Life After a Mountain Top Experience
Our annual High School Retreat was last weekend and it was powerful or ‘lit’ as the kiddos say. One of the sad realities of “mountain top” experiences such, as a retreat is the fact that we cannot stay there. We have to go back home. This is probably what Peter, James and John felt like after experiencing the Transfiguration of Jesus.
However, leaving from a “mountain top experience” doesn’t mean we can’t take it home with us and re-live it to some extent. Here’s a few tips to help you process and squeeze out every ounce of goodness from these experiences:
- Don’t think of it as being over: We are back home and away from the retreat center, but this does not mean that we cannot continue to ponder and experience everything we entered into during retreat. Did you enjoy the moments of silent meditation? Set aside time to go and do that during the week. Did you love Adoration? Well, we have tons of hours you can sign up to do that right here!
- Surround yourself with retreat peeps! Let’s face it, the theme and content of a retreat is important but people make the experience of retreats amazing. That intentional Christian community is awesome and should be entered into after retreat. Get on SnapChat, Instagram or a good old fashion telephone and get in touch with the people from retreat. Go to daily mass on a Saturday morning. Then, go to the park to throw a football around and end it with a meal or some Carl’s ice cream. Spending quality time with these folks will keep that retreat spirit going AND help it to morph into new experiences with these amazing people.
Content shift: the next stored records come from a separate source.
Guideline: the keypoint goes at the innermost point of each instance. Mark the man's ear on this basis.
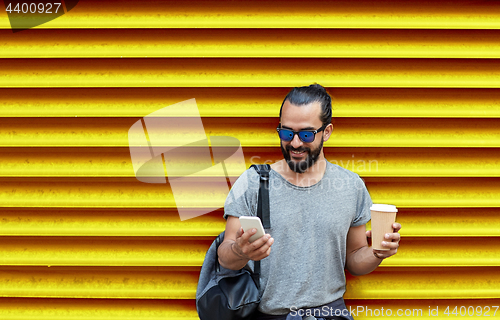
(327, 132)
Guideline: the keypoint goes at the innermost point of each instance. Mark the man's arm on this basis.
(235, 251)
(361, 259)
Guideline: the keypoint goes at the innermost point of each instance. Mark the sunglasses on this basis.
(306, 136)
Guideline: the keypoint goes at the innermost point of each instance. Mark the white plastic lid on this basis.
(384, 208)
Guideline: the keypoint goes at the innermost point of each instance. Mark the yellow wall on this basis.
(417, 115)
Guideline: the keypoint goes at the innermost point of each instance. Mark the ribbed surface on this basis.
(416, 87)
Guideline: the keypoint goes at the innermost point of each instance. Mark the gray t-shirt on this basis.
(309, 226)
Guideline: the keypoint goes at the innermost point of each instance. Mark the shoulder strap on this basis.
(262, 208)
(262, 213)
(263, 202)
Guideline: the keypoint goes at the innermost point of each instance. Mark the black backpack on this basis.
(224, 294)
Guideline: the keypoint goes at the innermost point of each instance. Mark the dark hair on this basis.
(305, 95)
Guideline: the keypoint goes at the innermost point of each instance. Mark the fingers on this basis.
(396, 226)
(257, 250)
(392, 240)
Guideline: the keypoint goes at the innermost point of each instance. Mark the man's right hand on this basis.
(257, 250)
(235, 251)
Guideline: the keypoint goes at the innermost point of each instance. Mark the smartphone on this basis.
(248, 223)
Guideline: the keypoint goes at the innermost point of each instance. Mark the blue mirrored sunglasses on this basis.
(306, 136)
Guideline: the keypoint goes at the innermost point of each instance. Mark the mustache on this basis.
(301, 149)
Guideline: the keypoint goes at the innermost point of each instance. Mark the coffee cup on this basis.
(383, 216)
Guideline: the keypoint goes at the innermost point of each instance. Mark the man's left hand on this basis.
(391, 242)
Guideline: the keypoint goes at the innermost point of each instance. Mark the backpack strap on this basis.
(263, 202)
(262, 208)
(262, 213)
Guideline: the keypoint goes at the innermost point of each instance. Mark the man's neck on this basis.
(310, 177)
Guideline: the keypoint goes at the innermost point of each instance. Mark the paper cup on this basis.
(383, 216)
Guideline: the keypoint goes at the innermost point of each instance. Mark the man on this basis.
(318, 213)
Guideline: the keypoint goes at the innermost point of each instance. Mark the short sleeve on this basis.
(363, 204)
(243, 196)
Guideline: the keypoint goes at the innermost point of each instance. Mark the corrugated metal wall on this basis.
(417, 115)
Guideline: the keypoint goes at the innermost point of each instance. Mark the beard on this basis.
(301, 166)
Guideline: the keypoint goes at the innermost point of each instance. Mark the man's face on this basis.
(299, 155)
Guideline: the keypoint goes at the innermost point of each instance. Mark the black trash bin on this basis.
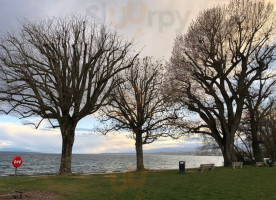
(181, 167)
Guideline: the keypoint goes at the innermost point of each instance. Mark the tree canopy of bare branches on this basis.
(61, 69)
(138, 105)
(215, 63)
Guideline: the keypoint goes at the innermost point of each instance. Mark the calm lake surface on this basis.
(48, 164)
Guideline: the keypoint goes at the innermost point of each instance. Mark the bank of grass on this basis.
(222, 183)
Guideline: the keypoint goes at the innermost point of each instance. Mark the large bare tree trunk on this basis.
(257, 150)
(139, 153)
(68, 136)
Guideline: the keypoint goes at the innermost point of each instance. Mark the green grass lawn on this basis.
(222, 183)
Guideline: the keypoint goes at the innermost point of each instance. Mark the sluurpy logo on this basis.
(140, 15)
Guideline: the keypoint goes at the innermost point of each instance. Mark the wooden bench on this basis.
(260, 164)
(237, 165)
(206, 166)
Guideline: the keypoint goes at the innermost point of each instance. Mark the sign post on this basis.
(17, 162)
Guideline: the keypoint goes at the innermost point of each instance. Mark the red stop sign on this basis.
(17, 161)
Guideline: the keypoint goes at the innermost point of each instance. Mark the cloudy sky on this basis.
(153, 24)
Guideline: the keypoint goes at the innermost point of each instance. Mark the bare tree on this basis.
(268, 134)
(217, 60)
(61, 69)
(258, 106)
(137, 105)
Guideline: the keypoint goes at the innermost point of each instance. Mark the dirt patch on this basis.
(32, 195)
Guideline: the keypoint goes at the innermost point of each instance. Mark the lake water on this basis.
(48, 164)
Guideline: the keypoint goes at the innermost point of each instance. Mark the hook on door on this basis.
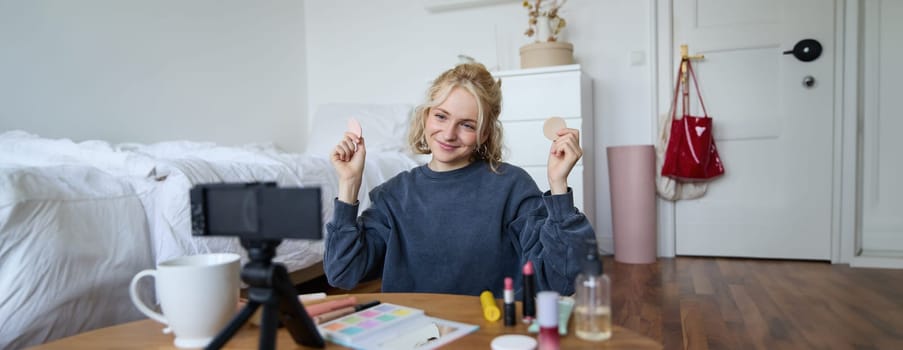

- Make a commitment to keep working on what God revealed to you during retreat: This is really important. The retreat in and of itself is an experience in time, but the blessings of it can ripple through time. By making a commitment to revisit what God shared with you during the retreat you are allowing the blessings of that retreat to help you grow and really process all that happened during that weekend.
- Journal about the experience: This is tied to #3 above. Journaling is a great way of processing a retreat. One of the benefits of this is being able to go back and revisit what you wrote and ponder those thoughts once again. If you are anything like me I forget stuff all the time; so journaling not only helps me process but also recall emotions, frustrations and memories. The other benefit of journaling is that it can take you beyond the retreat. Meaning, that as you process what occurred at retreat you can also discover new things that God is telling you and help you to grow beyond the retreat experience.
- Read the Bible: If you want your relationship with God to grow you need to know Him and you cannot know Him without immersing yourself in the word of God. Start with the Gospels and then keep reading the New Testament. You won’t regret it!
- #GetInvolvedBeTransformed: This hashtag is the motto, mantra—whatever you want to call it—of our youth program. Do you want to grow in holiness? Be a better person? Connect with amazing people that will encourage you to live your faith? Then get involved. That’s how you will be transformed and transform others. Don’t be a consumer of faith that expects to receive, and give nothing in return. When you get involved your gifts and talents enter into the body of Christ and the body of Christ is blessed.